EAS Env Vars for Firebase Apps
Keep Firebase-backed Expo builds predictable across development, preview, and production without accidentally shipping real secrets in the mobile bundle.
The short version
Use EXPO_PUBLIC_ variables for Firebase client config, map each EAS build profile to an EAS environment, reserve secret variables for build-time server credentials, and pull environment files locally when you need to mirror a cloud build.
The biggest mental model: anything your app reads at runtime is visible to someone who has the app. EAS secret variables protect values on the build worker, but they cannot make embedded client values private.
1. Separate public config from secrets
Firebase web config belongs in the app. It identifies your Firebase project and is protected by Auth, App Check, rules, and backend checks.
EXPO_PUBLIC_FIREBASE_API_KEY=...
EXPO_PUBLIC_FIREBASE_AUTH_DOMAIN=...
EXPO_PUBLIC_FIREBASE_PROJECT_ID=...
EXPO_PUBLIC_FIREBASE_STORAGE_BUCKET=...
EXPO_PUBLIC_FIREBASE_APP_ID=...These do not belong in the app bundle: Firebase Admin SDK private keys, service account JSON, RevenueCat webhooks secrets, OpenAI API keys, SMTP credentials, and GitHub tokens.
2. Create EAS environments
EAS has built-in development, preview, and production environments. Create variables with the same names in each environment, then change only the values.

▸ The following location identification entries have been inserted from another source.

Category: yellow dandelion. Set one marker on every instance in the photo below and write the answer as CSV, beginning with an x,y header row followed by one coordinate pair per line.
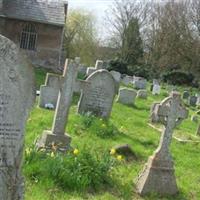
x,y
112,152
119,157
76,152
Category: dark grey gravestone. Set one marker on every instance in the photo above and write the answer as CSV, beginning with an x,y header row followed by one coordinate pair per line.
x,y
98,98
158,175
17,95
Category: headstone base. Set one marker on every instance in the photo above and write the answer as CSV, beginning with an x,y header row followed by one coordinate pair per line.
x,y
157,177
62,142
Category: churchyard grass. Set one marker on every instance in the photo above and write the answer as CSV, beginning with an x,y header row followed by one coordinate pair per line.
x,y
90,135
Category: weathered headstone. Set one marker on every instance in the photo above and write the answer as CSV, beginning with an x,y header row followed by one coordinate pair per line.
x,y
158,174
126,80
49,92
90,70
98,98
186,95
156,89
17,95
57,135
192,100
99,64
154,113
116,75
140,83
127,96
198,131
142,94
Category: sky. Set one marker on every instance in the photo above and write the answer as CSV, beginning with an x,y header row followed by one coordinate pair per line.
x,y
98,7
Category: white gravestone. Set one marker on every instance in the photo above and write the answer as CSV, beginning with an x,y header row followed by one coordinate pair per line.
x,y
57,135
98,98
49,92
17,94
156,89
158,175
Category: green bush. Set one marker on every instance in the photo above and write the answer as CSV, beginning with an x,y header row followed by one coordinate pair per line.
x,y
178,78
118,65
81,171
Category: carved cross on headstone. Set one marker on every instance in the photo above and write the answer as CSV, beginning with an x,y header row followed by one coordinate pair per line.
x,y
158,174
170,113
57,135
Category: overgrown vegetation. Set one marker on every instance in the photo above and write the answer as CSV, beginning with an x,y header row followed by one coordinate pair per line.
x,y
49,176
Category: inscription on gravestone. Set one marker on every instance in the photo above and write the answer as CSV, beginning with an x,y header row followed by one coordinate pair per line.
x,y
98,97
16,97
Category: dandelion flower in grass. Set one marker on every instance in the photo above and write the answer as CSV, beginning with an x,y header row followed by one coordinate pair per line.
x,y
52,154
119,157
76,152
112,152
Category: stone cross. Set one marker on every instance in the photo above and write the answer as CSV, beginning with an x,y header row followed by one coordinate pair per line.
x,y
57,135
17,95
158,175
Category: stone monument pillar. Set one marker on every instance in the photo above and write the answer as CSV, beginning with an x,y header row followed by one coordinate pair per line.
x,y
158,174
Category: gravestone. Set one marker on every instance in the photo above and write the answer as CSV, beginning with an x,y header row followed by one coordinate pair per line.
x,y
154,113
126,80
158,174
49,92
57,135
140,83
156,89
98,98
192,100
116,75
126,96
186,95
90,70
142,94
17,95
198,131
99,64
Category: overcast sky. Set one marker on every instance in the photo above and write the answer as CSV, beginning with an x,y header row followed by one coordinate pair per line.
x,y
98,7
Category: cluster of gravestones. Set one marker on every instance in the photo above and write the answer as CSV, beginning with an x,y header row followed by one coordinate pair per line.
x,y
97,95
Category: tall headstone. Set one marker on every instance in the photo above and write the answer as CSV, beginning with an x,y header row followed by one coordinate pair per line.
x,y
154,113
17,95
49,92
186,95
57,135
140,83
192,100
156,89
98,98
158,175
99,64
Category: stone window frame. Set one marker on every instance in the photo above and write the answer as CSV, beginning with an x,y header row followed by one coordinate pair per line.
x,y
28,38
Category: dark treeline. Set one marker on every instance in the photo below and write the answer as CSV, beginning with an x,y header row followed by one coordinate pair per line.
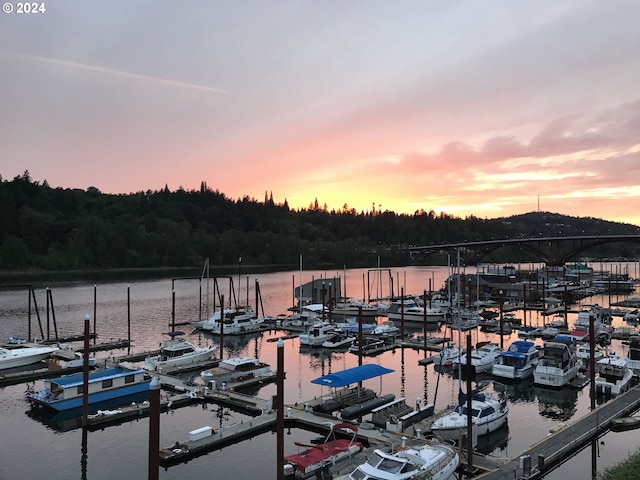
x,y
45,228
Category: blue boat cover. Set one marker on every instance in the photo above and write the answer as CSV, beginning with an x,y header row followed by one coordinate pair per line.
x,y
352,375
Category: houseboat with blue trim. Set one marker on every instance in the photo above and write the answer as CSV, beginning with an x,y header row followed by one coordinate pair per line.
x,y
65,392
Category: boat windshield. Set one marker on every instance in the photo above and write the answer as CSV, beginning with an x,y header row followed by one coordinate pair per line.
x,y
385,464
462,410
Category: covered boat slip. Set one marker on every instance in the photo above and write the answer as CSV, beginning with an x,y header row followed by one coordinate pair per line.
x,y
347,396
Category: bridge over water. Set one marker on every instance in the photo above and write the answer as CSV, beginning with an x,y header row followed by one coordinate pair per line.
x,y
550,250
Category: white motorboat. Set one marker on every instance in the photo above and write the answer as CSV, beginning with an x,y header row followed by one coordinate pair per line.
x,y
314,458
558,364
409,311
517,362
235,369
482,358
437,459
24,354
601,317
317,334
308,315
236,323
488,414
583,352
213,319
65,393
178,352
633,355
613,375
447,355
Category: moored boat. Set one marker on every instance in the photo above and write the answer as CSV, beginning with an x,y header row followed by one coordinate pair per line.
x,y
236,323
339,340
24,354
235,369
558,364
65,392
438,460
314,458
517,362
447,355
178,352
317,334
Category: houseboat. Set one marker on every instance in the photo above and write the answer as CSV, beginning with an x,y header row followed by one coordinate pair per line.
x,y
178,353
518,362
66,392
235,369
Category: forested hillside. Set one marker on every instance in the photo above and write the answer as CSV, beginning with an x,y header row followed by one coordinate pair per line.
x,y
42,227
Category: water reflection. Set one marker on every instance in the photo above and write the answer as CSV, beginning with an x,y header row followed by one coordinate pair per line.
x,y
560,404
71,419
494,442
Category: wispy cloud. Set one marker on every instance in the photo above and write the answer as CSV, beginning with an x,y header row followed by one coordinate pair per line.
x,y
119,73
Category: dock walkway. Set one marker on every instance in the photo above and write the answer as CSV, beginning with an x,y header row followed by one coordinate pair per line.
x,y
295,416
565,442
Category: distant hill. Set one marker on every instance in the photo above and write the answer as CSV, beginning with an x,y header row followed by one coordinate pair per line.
x,y
56,229
549,224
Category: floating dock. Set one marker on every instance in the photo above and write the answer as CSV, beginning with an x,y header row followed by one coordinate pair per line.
x,y
564,443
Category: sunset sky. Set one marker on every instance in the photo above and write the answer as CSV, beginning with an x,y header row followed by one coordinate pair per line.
x,y
485,107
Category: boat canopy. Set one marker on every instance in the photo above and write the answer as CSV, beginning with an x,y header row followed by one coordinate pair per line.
x,y
352,375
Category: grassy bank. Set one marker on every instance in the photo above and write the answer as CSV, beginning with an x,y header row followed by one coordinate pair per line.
x,y
626,470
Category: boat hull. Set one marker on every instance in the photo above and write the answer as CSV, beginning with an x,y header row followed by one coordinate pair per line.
x,y
458,425
94,398
65,393
22,357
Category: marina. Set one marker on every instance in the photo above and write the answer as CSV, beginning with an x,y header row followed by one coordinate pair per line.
x,y
185,411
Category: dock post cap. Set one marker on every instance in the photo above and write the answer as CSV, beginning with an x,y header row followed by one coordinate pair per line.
x,y
154,384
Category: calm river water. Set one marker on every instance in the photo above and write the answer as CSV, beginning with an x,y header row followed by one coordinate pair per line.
x,y
31,449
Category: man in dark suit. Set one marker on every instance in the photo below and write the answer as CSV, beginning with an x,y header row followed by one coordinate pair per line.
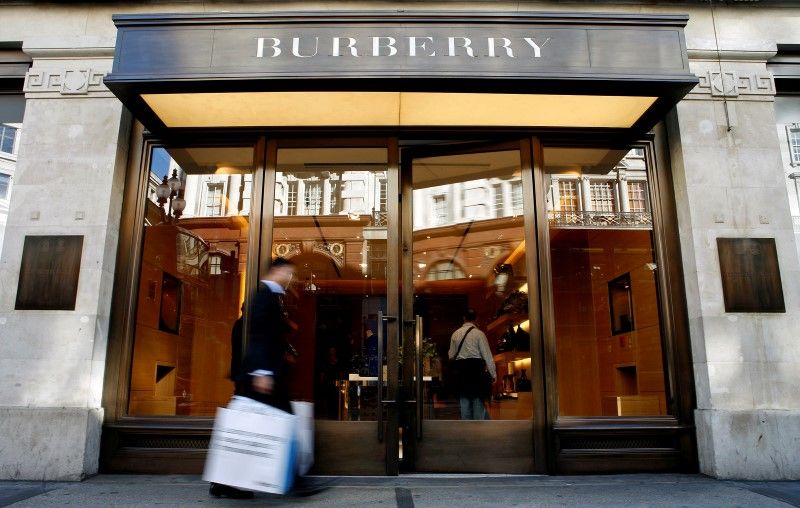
x,y
263,375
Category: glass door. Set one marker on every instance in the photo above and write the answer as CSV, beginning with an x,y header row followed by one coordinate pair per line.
x,y
468,261
332,217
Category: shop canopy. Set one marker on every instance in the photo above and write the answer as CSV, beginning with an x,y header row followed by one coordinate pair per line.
x,y
620,72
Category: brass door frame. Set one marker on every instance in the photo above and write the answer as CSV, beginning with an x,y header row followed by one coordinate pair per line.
x,y
548,430
415,433
353,446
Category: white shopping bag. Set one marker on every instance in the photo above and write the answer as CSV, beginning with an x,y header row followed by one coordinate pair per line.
x,y
253,447
304,411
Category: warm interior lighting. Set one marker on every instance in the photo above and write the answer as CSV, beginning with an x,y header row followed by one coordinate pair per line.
x,y
300,109
514,256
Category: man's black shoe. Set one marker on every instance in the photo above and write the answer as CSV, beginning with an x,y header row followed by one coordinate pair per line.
x,y
220,490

eas env:create --environment development --name EXPO_PUBLIC_FIREBASE_PROJECT_ID --value myapp-dev --visibility plaintext
eas env:create --environment preview --name EXPO_PUBLIC_FIREBASE_PROJECT_ID --value myapp-staging --visibility plaintext
eas env:create --environment production --name EXPO_PUBLIC_FIREBASE_PROJECT_ID --value myapp-prod --visibility plaintextUse plaintext for public client config, sensitive for values that can be viewed by trusted team members but should be masked in logs, and secret for values only EAS jobs should read.
3. Connect environments to eas.json
Build profiles should say which EAS environment they use. That makes the build command short and reduces mistakes.
{
"build": {
"development": {
"developmentClient": true,
"distribution": "internal",
"environment": "development"
},
"preview": {
"distribution": "internal",
"environment": "preview"
},
"production": {
"autoIncrement": true,
"environment": "production"
}
}
}Now eas build --profile production --platform all receives production variables without needing a committed .env.production file.
4. Read variables in Firebase setup
Create a small config guard so a missing environment variable fails loudly.
function required(name: string) {
const value = process.env[name];
if (!value) {
throw new Error(`Missing environment variable: ${name}`);
}
return value;
}
export const firebaseConfig = {
apiKey: required("EXPO_PUBLIC_FIREBASE_API_KEY"),
authDomain: required("EXPO_PUBLIC_FIREBASE_AUTH_DOMAIN"),
projectId: required("EXPO_PUBLIC_FIREBASE_PROJECT_ID"),
storageBucket: required("EXPO_PUBLIC_FIREBASE_STORAGE_BUCKET"),
appId: required("EXPO_PUBLIC_FIREBASE_APP_ID"),
};This turns a blank production build into a build-time or startup error you can fix quickly, instead of a vague "Firebase App named default already exists" or "project not found" report from a tester.
5. Pull env vars for local debugging
When a cloud build behaves differently from local development, pull the same environment locally.
eas env:pull --environment preview
npx expo start --clearDo not commit the pulled .env.local. Treat it as a local mirror of the selected EAS environment.
6. Use secrets only for build-time needs
A good use for an EAS secret is an NPM_TOKEN needed to install a private package during the build. A bad use is EXPO_PUBLIC_OPENAI_API_KEY; the public prefix means the value ends up in the app.
Secret does not mean hidden from users
If your JavaScript imports a value and bundles it into the app, users can inspect it. Put privileged operations behind Cloud Functions or another backend.
Production checklist
- Use separate Firebase projects for development, preview, and production when data writes matter.
- Map every EAS build profile to an explicit environment.
- Keep
.env*files out of git unless they contain harmless examples only. - Audit variables before the first production build.
- Put admin actions behind Cloud Functions, not in app code.